Rousseau no replicó, y el príncipe agregó:
—Eso es un contrasentido, señor Rousseau… ¡Oh!, ya os cogeré en otro…
Rousseau perdió el color.
—Sí, señor Rousseau, en el párrafo relativo a Cecina. Principia así: At in superiore Germania… lo recordaréis, al hacer el retrato de Cecina; y Tácito dice: cito sermone.
—Recuerdo muy bien, monseñor.
—Esto lo habéis traducido así: hablando bien.
—Cierto, monseñor, y yo creía…
—Cito sermone significa que habla pronto, es decir fácilmente.
—¿Y yo he dicho hablando bien?
—Para eso debió escribir Tácito decoro u ornato o eleganti sermone, porque cito es un epíteto pintoresco, señor Rousseau. Lo mismo que en la descripción del cambio de conducta de Otón. Tácito dice: «Delatie voluptate, dissimulata luxuria, cuneta, que ad imperii decorem composita».
—Que yo traduje: dejando para otros tiempos el lujo y la molicie sorprendió a todo el mundo y se dedicó a restablecer la gloria del imperio.
—Muy mal hecho, señor Rousseau, muy mal; porque en primer término habéis formado sólo una frase de tres, lo cual os ha obligado a no traducir dissimulata luxuria; en segundo lugar habéis cometido un contrasentido en el último miembro de la frase, pues Tácito no pretendió decir que el emperador Otón se dedicase a restablecer la gloria del imperio, sino que no satisfaciendo sus pasiones y ocultando sus hábitos de lujo, Otón lo acomodaba todo, todo lo aplicaba, hacía que todo redundase… todo, lo oís, ¿señor Rousseau?, esto es, sus pasiones y hasta sus vicios en gloria del imperio. Este es el sentido complejo, en vez del vuestro que es sumamente limitado, ¿no es cierto, señor de la Vauguyon?
—Sí, monseñor.
Rousseau sudaba con aquella despiadada presión.
El príncipe le dejó respirar un segundo y luego le dijo:
—En la filosofía sois mucho más superior.
Rousseau se inclinó.
—Únicamente que vuestro Emilio es un león peligroso.
—¿Qué queréis decir?
—Digo peligroso por las numerosas ideas falsas que imbuirá a los hijos de la clase media.
—Monseñor, desde el instante en que un hombre llega a ser padre, entra en las condiciones de mi libro, sea el primero o el último del reino, porque el ser padre es…

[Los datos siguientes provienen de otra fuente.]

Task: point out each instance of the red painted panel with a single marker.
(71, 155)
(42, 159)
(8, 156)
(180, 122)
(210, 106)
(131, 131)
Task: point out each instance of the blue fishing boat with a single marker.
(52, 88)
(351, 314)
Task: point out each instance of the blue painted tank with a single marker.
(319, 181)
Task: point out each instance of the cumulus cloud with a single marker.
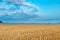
(22, 8)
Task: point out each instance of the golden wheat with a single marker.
(29, 31)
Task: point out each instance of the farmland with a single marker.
(29, 31)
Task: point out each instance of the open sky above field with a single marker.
(30, 11)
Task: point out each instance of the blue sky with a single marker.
(45, 11)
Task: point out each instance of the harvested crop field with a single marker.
(29, 31)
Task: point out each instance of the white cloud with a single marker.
(26, 8)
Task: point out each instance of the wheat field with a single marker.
(29, 31)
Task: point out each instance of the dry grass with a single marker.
(29, 31)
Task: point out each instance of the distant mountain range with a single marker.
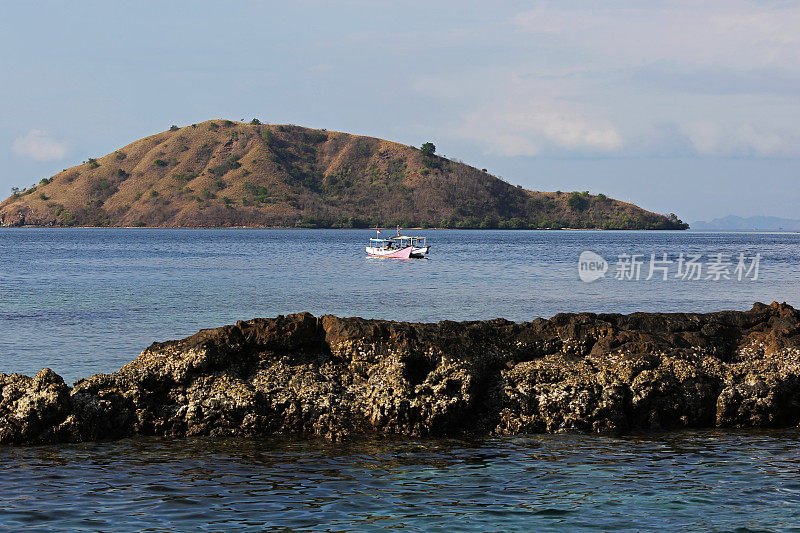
(222, 173)
(734, 223)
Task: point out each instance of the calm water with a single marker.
(677, 482)
(84, 301)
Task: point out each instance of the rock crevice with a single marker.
(339, 377)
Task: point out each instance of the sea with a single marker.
(84, 301)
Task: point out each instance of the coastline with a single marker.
(339, 378)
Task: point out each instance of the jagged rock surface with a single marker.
(339, 377)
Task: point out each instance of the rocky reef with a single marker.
(339, 377)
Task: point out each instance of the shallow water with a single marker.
(83, 301)
(721, 481)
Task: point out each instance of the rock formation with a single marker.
(340, 377)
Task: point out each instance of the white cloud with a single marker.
(38, 145)
(709, 138)
(732, 33)
(529, 128)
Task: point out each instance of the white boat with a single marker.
(399, 247)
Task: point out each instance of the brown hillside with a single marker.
(224, 173)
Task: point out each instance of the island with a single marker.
(339, 378)
(222, 173)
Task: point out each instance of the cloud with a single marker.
(533, 127)
(732, 33)
(38, 145)
(710, 138)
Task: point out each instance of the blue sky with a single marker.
(685, 107)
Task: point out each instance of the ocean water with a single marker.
(83, 301)
(690, 481)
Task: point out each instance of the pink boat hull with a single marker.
(405, 253)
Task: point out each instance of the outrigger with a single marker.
(399, 247)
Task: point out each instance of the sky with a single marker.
(684, 107)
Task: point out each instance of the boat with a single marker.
(399, 247)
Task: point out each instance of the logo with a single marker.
(591, 266)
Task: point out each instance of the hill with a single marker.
(225, 173)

—Decidme, señor Rousseau —preguntó de repente el mal intencionado príncipe—, ¿no es cierto que es un libro muy divertido ese de las Confesiones?… Pero vamos, ¿cuántos hijos tenéis?
Rousseau se puso pálido, y alzó la vista para mirar a su joven verdugo con ojos de cólera y asombro, lo cual aumentó el maligno mal humor del conde de Provence.
No obstante, no pasó más allá, y sin aguardar la respuesta, se alejó el príncipe asido al brazo de su maestro, y prosiguiendo sus comentarios acerca de las obras del nombre a quien había atormentado tan ferozmente.
Rousseau, que sé había quedado solo, salió poco a poco de su aturdimiento al oír los primeros compases de su obertura, que principiaba a tocar la orquesta.
Y se dirigió hacia la orquesta, diciendo al caer agitado en su silla:
—Loco, estúpido, cobarde de mí, que hasta ahora no he dado con lo que debí responder a ese cruel pedantuelo. «Monseñor, debí decirle, es muy poco caritativo en un joven el mortificar a un pobre viejo».
Aquí llegaba, sumamente contento con su frase, cuando la señora delfina y M. de Cogny empezaron su dúo, teniendo Rousseau que olvidar sus pesares como filósofo, para sentir como músico, porque ya había sufrido el corazón, y ahora le tocaba al oído.